1
votes

My team is migrating several different DynamoDB tables into a set of two DynamoDB tables. Essentially we're changing the model and consolidating a lot of the data into just two tables (right now it's spread across 6).

We were considering using DynamoDB streams and having those trigger a Lambda that deals with the logic of triggering some API that writes to the new tables. However, I am trying to figure out how to deal with the old data as well, since we'll have to migrate everything already in the table to the new tables also.

I'm guessing one option is to have something running that scans every item in the DynamoDB table (there's around 100 million in some), and for each, call the same API that the Lambda was calling to have the new table written to. However, I'm not sure how that scan of the old table handles when we also have new records being written to old table pretty regularly during the migration.

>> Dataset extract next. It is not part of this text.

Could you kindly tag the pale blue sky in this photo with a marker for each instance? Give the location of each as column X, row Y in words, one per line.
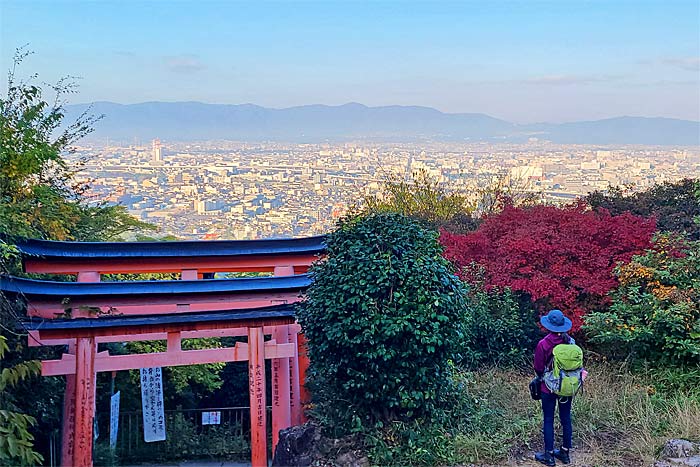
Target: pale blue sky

Does anyone have some advice on doing such a migration and keeping things in sync?

Thanks!

1

1 Answers

4
votes

Streams & lambda are a good solution (by Abhaya Chauhan)...
(also a video on pluralsight)

In this situation, try leveraging DynamoDB Streams and AWS Lambda to remodel data as needed.

A nice way to restructure your table definition is to leverage DynamoDB triggers, following these steps:

  1. Create a new table (let us call this NewTable), with the desired key structure, LSIs, GSIs.

  2. Enable DynamoDB Streams on the original table

  3. Associate a Lambda to the Stream, which pushes the record into NewTable. (This Lambda should trim off the migration flag in Step 5)
  4. [Optional] Create a GSI on the original table to speed up scanning items. Ensure this GSI only has attributes: Primary Key, and Migrated (See Step 5).
  5. Scan the GSI created in the previous step (or entire table) and use the following Filter: FilterExpression = "attribute_not_exists(Migrated)" Update each item in the table with a migrate flag (ie: “Migrated”: { “S”: “0” }, which sends it to the DynamoDB Streams (using UpdateItem API, to ensure no data loss occurs).

NOTE You may want to increase write capacity units on the table during the updates.

  1. The Lambda will pick up all items, trim off the Migrated flag and push it into NewTable.
  2. Once all items have been migrated, repoint the code to the new table
  3. Remove original table, and Lambda function once happy all is good.